Quelle est l’évolution du nombre d’animaux utilisés à des fins de recherche en France ?
En Europe, la règle est de comptabiliser le nombre d’utilisations d’animaux et non le nombre d’animaux utilisés, certains pouvant être utilisés plusieurs fois dans un cadre strictement défini.
À ce titre, on constate une réduction régulière, avec une baisse de 4,9 % entre 2021 et 2022 pour la France, qui reste néanmoins l’un des principaux pays utilisateurs sur le continent1.
Comment se situe la France en matière de méthodes alternatives ?
Ces méthodes consistent à réduire, raffiner, voire remplacer l’utilisation des animaux à des fins scientifiques. Sur le plan du développement des nouvelles approches (organes sur puce, etc.), la France n’est pas nécessairement en retard, mais elle a peut-être tardé à donner de la visibilité et donc du crédit à ces innovations. Cette visibilité passe notamment par l’établissement de réseaux scientifiques et de centres de ressources qui favorisent le partage de savoir pour un plus grand développement et une meilleure reconnaissance de ces outils prometteurs.
Pour les recherches en radioprotection, quelles alternatives pourraient être développées ?
L’Autorité de sûreté nucléaire et de radioprotection2 développe et utilise déjà des méthodes alternatives.
Il participe à différentes initiatives, comme le développement d’organoïdes de rein ou de côlon. Une autre voie possible serait de s’appuyer sur la grande quantité de données disponibles dans ses bases de données et la littérature scientifique pour créer des modèles numériques reproduisant certaines propriétés biologiques d’un organisme (souris, humain…) .
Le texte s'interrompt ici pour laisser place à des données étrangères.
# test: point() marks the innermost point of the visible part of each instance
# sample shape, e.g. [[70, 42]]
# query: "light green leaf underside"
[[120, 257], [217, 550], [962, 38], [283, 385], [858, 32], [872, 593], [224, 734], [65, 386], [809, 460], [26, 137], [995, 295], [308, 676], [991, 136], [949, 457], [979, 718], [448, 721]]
À terme, ces modèles permettront d’estimer les effets attendus lors d’une irradiation ou d’une contamination accidentelle.
1. https://www.enseignementsup-recherche.gouv.fr/fr/enquete-statistique-su…
2. Depuis le 1er janvier 2025, l’Autorité de sûreté nucléaire (ASN) et de l’Institut de radioprotection et de sûreté nucléaire (IRSN) sont regroupés au sein d’une nouvelle entité : l'Autorité de sûreté nucléaire et de radioprotection (ASNR).